Кухня оказалась пыльной и затянутой паутиной, но в остальном довольно опрятной. Кухонные принадлежности по-прежнему висели на своих крючках, стол окружали аккуратно расставленные стулья, а пустой камин был очищен от грязи и сажи. Церера мельком различила прошмыгнувших в тени мышей, а еще что-то покрупнее – скорее всего крысу. Крыс она не боялась, просто относилась к ним с опаской. Крысы – умные твари. Не настолько умные, как этот грач, но тем не менее. Издаваемые ими шорохи и болезненная пульсация в сломанном ногте немного привели ее в себя. К дому она шла в каком-то оцепенении, но теперь, очнувшись от него, ощутила себя чуть ли не взломщицей. Церера не беспокоилась о том, что попадет в какие-то серьезные неприятности – она была уверена, что в случае чего в больнице отнесутся к ней с пониманием, – но все равно это было бы неловко. Поэтому ее первым побуждением было уйти тем же путем, которым вошла, но за ним тут же последовало желание все-таки остаться и изучить обстановку, хотя бы на несколько минут. Как там говорил ее отец? Можно быть с равным успехом повешенным как за овцу, так и за ягненка. Приложив такие усилия, чтобы пробраться сюда, она была просто обязана воспользоваться представившейся возможностью.
Но Церера знала этот дом и по книге. Оказаться здесь было все равно что ступить прямо на ее страницы, так что она не слишком удивилась бы, если б перед ней вдруг возник призрачный Дэвид с книжкой под мышкой или с верхнего этажа донесся смех новорожденного. Она вышла из кухни в коридор – лестница оказалась слева от нее. Стены дома были в основном голыми. Некоторые картины и фотографии, некогда украшавшие их, были наверняка убраны на хранение или даже украдены, поскольку Церера видела более темные пятна там, где они когда-то висели, хотя кое-что осталось на месте. Ее удивило то, насколько здесь светло – фанерные панели на окнах и входной двери были прибиты не совсем уж заподлицо, а дом располагался так, что свет утреннего солнца падал прямо на фасад, посылая свои лучи сквозь оставшиеся щели.

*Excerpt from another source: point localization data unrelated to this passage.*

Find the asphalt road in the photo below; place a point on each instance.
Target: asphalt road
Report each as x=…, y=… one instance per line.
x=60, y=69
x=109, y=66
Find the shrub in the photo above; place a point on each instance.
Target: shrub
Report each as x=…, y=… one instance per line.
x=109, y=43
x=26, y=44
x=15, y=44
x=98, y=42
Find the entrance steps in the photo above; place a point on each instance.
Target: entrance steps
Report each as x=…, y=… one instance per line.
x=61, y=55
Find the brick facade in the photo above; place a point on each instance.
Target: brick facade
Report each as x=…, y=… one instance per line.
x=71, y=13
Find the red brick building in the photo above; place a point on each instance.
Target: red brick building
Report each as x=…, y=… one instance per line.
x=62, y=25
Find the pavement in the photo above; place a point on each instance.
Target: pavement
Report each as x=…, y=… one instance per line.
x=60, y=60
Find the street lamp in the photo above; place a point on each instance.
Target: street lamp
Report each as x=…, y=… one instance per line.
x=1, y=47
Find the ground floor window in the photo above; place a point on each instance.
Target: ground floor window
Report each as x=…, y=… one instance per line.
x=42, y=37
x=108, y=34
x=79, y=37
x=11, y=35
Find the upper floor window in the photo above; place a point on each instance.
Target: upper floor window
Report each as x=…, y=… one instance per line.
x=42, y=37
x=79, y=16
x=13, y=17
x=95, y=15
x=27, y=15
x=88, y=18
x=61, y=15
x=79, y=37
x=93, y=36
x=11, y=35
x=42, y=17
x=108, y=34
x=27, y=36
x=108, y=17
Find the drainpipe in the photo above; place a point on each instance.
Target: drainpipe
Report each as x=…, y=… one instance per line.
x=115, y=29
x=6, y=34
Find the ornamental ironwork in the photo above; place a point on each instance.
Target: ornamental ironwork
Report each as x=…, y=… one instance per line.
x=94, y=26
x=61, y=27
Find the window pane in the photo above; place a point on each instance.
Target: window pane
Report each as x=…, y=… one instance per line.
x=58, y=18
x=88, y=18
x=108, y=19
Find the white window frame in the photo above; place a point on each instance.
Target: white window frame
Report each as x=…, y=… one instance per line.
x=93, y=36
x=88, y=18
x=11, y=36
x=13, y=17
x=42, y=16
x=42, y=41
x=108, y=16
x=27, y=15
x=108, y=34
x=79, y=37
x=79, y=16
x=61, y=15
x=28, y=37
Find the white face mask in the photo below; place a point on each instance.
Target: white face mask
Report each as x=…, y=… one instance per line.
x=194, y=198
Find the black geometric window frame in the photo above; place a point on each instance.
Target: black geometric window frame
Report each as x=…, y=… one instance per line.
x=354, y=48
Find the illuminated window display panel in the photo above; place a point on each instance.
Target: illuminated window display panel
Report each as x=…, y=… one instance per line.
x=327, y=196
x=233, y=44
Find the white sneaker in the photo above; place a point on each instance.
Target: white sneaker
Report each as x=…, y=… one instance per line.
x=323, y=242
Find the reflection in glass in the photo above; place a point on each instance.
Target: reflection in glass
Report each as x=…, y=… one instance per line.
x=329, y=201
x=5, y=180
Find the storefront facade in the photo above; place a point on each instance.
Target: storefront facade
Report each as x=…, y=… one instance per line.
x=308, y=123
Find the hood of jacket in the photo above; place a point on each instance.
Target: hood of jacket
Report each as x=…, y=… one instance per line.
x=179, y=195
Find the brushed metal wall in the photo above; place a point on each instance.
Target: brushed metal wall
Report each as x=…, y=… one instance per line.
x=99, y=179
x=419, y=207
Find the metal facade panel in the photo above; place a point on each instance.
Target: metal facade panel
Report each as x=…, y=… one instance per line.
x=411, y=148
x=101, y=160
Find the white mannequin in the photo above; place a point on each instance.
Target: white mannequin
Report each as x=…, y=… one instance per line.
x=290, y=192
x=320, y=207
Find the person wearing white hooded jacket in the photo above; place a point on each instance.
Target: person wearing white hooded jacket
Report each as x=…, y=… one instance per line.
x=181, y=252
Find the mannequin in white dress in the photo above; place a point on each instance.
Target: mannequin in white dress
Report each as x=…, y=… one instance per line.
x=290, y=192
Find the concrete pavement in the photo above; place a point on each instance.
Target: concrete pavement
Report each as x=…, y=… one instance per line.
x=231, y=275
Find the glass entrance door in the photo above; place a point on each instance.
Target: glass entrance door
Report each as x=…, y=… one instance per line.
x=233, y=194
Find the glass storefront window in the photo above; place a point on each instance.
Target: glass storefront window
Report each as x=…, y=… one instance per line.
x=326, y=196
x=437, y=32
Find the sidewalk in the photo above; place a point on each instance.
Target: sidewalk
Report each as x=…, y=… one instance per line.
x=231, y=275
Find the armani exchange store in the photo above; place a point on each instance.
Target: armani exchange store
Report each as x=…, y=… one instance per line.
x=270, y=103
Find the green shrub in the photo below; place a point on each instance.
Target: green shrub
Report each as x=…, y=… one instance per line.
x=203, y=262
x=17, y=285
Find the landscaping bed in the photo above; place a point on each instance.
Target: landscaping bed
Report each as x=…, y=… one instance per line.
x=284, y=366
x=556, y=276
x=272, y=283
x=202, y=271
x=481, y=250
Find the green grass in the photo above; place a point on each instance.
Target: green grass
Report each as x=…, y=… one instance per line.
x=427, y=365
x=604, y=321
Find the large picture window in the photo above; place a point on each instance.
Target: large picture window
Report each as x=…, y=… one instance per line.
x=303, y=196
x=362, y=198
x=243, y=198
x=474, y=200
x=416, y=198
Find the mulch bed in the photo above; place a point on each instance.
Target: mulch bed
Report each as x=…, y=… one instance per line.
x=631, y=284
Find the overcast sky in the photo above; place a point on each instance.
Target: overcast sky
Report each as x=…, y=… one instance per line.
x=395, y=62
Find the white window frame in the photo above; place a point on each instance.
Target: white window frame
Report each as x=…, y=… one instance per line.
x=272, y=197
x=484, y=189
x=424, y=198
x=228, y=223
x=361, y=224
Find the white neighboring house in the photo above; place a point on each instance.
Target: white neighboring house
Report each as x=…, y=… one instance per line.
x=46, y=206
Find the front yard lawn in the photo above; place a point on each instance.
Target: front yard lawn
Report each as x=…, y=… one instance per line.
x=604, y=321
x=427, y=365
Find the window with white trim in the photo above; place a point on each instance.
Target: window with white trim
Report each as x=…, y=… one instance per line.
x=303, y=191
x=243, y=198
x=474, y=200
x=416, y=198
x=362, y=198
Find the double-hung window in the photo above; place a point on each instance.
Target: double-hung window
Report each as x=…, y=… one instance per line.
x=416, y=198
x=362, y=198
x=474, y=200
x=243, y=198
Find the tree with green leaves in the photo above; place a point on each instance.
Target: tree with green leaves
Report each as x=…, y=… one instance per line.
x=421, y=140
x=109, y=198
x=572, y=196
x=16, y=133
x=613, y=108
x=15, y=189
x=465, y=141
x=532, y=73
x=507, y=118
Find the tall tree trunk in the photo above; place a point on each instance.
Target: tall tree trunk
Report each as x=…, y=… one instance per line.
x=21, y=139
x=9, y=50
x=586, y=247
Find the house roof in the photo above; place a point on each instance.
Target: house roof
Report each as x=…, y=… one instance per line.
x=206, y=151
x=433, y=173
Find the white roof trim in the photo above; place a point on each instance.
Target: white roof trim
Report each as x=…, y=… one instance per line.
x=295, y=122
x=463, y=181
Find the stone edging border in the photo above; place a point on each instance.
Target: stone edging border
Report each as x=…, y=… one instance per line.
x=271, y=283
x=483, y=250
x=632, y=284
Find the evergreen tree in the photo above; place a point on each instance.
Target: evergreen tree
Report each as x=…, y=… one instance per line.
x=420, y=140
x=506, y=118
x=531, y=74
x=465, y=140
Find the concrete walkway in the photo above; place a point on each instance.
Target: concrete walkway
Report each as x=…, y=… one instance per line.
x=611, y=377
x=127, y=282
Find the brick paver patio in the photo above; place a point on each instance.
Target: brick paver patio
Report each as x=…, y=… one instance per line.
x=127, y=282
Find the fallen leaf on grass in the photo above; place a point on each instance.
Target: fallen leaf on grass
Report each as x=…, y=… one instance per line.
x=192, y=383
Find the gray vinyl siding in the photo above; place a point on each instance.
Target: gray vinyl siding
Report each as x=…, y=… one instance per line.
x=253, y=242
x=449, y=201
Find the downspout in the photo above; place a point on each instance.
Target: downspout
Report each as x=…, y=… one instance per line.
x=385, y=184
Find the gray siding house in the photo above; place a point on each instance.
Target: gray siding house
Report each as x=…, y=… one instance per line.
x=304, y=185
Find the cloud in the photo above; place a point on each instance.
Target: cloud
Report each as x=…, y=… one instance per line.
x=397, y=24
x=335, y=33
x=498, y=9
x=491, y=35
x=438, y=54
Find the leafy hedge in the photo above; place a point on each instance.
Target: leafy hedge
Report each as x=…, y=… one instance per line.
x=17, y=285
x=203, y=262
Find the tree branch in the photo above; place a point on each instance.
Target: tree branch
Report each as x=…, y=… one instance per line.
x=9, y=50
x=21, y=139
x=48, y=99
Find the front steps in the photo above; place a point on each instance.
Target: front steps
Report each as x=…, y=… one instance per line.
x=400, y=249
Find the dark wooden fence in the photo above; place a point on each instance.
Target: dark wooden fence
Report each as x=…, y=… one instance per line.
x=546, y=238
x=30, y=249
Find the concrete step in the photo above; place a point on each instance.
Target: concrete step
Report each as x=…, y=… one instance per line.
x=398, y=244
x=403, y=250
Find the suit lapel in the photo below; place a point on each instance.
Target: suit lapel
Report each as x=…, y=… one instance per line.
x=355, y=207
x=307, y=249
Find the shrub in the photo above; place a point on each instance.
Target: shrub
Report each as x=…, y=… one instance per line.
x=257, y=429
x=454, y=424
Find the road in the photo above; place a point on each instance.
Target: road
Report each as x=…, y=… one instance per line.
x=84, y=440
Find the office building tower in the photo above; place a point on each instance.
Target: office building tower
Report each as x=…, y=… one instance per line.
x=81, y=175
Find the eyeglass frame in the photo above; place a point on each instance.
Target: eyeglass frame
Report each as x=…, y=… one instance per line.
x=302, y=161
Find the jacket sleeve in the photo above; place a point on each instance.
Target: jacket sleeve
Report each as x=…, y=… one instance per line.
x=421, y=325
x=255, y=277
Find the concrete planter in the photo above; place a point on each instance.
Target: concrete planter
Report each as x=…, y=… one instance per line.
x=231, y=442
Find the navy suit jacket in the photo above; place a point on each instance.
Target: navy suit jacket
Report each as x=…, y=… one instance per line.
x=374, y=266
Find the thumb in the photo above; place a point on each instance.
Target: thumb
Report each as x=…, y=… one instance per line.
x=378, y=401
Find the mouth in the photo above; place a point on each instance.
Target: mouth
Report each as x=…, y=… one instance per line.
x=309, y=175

В гостиной напротив нее стояла мебель в чехлах, и разум Цереры сразу же вызвал видения фигур, поднимающихся с кресел и диванов, чудовищность которых скрывали бесформенные чехлы от пыли. Поразмыслив, она решила оставить эту комнату нетронутой и обратила свое внимание на лестницу. Наверху было еще больше света, чем внизу, поскольку окна на верхних этажах не были заколочены. Возле нижних ступенек стояла небольшая витрина со стеклянной крышкой – вероятно сохранившаяся с тех времен, когда этот дом служил музеем. В ней обнаружились различные издания романа Дэвида, а также подборка предметов из его военного детства: продовольственная книжка и приложение к ней от Министерства продовольствия, книжка на получение одежды на его имя, содержащая неиспользованные купоны, инструкция под названием «Как правильно вести себя в военное время», а также служебный пропуск в близлежащий Блетчли-парк, некогда принадлежащий отцу Дэвида. И, наконец, фотография писателя с его женой. Сколько же времени они счастливо провели вместе, прежде чем смерть разлучила их? Церера помнила лишь, что совсем немного.